Sunday 28 February 2010

Crimson by Gord Rollo

Crimson by Gord Rollo
Published by Leisure Fiction
(c)2009, March
326 pages

Crimson is a basic horror story in setting. We have four friends (like Stand by me-sk) and we have an evil (reminds me of It-sk); but that is pretty much where the similarities end.

The book opens with a man walking home after visiting his neighbour with an axe. He walks home, his family already done and gone, bar the baby who is crying. He cleans up the child, feeds it and when the baby is asleep he bakes her and then hangs himself.

Wow! What an opening. We are then introduced to the main characters of the story delivered in an interesting style going from third person to first person telling a tale in third person. This allows him liberty to inject omnipresent views or second person POV.

Building the characters and setting the scene runs at a steady pace. While looking for a clubroom, they discover a buried room and naturally open it and investigate, awaking the evil inside (whom they believe to be Old Man Harrison, the dude who baked his baby).

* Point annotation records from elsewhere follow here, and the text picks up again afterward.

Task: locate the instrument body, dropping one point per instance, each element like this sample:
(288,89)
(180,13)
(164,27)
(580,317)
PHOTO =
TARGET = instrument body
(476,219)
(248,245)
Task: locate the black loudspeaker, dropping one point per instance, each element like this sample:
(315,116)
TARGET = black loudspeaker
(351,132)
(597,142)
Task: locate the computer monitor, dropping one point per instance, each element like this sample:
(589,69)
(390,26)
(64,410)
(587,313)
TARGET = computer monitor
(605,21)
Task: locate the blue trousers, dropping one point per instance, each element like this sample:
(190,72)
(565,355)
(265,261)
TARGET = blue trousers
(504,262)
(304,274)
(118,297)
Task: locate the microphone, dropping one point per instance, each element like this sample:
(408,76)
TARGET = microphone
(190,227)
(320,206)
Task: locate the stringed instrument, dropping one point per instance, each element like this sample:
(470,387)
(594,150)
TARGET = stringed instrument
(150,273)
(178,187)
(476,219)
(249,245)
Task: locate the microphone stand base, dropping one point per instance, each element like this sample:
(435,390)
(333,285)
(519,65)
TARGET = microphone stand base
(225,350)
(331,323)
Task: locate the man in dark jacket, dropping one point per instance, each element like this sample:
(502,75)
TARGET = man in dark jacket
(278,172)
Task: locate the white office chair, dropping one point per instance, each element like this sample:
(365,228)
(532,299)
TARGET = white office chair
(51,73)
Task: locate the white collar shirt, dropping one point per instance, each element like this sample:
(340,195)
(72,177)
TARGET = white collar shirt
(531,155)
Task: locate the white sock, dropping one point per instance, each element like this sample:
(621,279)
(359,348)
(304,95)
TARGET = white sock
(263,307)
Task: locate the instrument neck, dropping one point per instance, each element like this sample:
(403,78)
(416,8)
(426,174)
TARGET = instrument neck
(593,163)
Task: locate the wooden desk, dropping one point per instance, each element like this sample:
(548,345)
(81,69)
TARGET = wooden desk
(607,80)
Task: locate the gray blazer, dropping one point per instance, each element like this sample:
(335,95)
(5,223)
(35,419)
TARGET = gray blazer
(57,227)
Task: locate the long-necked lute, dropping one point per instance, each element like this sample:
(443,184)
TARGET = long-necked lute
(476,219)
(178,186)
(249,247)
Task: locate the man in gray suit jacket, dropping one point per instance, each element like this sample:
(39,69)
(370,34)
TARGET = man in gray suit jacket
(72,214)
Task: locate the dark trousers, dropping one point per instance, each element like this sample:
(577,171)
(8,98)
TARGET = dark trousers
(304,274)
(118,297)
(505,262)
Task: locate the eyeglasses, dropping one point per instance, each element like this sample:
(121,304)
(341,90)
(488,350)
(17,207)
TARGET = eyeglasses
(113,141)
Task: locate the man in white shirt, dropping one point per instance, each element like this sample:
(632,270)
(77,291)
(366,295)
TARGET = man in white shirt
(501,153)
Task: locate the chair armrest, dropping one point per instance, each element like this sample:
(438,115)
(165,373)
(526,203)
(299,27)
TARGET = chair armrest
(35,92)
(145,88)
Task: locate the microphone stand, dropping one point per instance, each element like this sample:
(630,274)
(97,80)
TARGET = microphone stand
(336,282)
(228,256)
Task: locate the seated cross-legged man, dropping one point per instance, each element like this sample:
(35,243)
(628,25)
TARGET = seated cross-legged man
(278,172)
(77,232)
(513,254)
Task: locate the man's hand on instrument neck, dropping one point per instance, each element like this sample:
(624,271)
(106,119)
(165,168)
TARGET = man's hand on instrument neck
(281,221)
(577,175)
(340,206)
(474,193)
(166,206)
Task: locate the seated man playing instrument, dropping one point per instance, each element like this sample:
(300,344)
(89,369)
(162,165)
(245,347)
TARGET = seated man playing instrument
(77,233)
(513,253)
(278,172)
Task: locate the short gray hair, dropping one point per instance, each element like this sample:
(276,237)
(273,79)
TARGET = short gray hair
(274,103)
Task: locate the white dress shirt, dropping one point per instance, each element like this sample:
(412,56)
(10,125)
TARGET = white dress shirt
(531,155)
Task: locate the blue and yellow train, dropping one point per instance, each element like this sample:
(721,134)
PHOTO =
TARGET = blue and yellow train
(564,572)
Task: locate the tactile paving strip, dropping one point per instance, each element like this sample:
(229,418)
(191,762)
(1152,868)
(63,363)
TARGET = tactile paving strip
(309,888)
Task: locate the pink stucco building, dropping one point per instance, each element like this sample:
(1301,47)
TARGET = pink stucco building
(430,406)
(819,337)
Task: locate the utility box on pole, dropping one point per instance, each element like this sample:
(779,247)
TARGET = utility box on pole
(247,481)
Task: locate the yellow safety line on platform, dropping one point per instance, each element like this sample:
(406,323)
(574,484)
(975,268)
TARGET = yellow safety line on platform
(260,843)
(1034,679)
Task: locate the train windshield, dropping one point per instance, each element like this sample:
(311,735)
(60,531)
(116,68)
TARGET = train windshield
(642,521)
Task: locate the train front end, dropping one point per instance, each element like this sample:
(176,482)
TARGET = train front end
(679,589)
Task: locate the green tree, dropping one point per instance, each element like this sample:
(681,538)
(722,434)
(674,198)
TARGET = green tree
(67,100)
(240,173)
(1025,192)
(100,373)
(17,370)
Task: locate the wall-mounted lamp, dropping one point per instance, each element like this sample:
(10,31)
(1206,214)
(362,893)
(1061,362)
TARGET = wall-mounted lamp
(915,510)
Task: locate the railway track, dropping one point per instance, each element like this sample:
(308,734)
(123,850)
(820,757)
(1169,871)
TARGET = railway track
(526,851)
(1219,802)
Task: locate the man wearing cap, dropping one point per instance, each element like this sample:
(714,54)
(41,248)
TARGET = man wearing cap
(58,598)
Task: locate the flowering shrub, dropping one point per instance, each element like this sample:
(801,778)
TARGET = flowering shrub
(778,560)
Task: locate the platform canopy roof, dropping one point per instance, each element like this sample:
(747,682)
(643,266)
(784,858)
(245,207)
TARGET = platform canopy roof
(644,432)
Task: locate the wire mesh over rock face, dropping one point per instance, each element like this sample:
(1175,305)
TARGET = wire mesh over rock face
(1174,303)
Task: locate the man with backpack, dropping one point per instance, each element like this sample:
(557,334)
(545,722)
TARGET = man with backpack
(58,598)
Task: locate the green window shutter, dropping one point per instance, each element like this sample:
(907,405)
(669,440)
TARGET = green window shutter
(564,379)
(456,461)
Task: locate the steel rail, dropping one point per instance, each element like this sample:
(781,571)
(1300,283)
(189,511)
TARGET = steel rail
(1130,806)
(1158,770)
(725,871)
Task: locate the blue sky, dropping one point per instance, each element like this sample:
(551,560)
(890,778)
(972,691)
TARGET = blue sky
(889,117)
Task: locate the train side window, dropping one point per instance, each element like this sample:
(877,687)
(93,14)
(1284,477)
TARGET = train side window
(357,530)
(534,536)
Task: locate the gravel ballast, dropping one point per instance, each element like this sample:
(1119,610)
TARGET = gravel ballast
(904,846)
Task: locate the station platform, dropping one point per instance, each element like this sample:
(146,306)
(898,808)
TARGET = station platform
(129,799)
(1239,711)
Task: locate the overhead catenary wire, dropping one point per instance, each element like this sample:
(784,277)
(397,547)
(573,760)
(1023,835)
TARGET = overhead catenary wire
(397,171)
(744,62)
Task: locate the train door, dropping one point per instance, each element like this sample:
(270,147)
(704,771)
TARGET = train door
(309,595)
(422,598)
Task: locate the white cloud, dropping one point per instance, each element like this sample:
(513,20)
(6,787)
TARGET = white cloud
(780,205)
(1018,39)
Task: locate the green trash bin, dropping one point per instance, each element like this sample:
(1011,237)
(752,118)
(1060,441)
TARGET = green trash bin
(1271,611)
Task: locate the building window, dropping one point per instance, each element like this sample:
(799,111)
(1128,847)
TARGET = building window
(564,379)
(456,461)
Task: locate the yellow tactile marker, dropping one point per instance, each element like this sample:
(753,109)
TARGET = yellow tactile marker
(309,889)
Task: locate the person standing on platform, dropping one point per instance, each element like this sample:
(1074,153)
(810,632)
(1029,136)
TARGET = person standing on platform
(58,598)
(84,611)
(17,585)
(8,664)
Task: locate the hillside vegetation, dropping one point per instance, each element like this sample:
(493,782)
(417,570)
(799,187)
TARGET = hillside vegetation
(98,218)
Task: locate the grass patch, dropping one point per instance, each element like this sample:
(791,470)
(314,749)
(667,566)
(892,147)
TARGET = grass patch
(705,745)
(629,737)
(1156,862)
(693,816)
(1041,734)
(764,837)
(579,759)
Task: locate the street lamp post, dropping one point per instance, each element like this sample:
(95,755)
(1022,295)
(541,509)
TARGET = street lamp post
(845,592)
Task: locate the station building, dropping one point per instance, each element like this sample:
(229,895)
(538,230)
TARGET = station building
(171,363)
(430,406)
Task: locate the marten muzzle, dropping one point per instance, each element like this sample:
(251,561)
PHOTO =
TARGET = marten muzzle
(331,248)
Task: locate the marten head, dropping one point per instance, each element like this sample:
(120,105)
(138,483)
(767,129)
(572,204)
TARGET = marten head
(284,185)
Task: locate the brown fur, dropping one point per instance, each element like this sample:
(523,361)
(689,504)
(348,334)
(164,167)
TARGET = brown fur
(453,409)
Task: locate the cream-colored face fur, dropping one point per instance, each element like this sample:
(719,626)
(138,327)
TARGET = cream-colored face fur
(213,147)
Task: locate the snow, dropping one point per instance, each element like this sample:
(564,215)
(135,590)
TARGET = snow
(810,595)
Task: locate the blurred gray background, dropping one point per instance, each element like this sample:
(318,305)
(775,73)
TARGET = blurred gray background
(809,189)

Angered at having been awakened, the beast tells them there is a price to pay for disturbing his rest. And pay they will.

Then the story jumps several years and pretty much drags on leading to an exciting end.

I'm in two minds about this book. In a way, I like it and in another I found parts of it way too long. Many of the sentences put me off:

David cried out in fear. He cried out in agony.

The book didn't have a lot of show but I think it was written that way. And the story worked in this vein.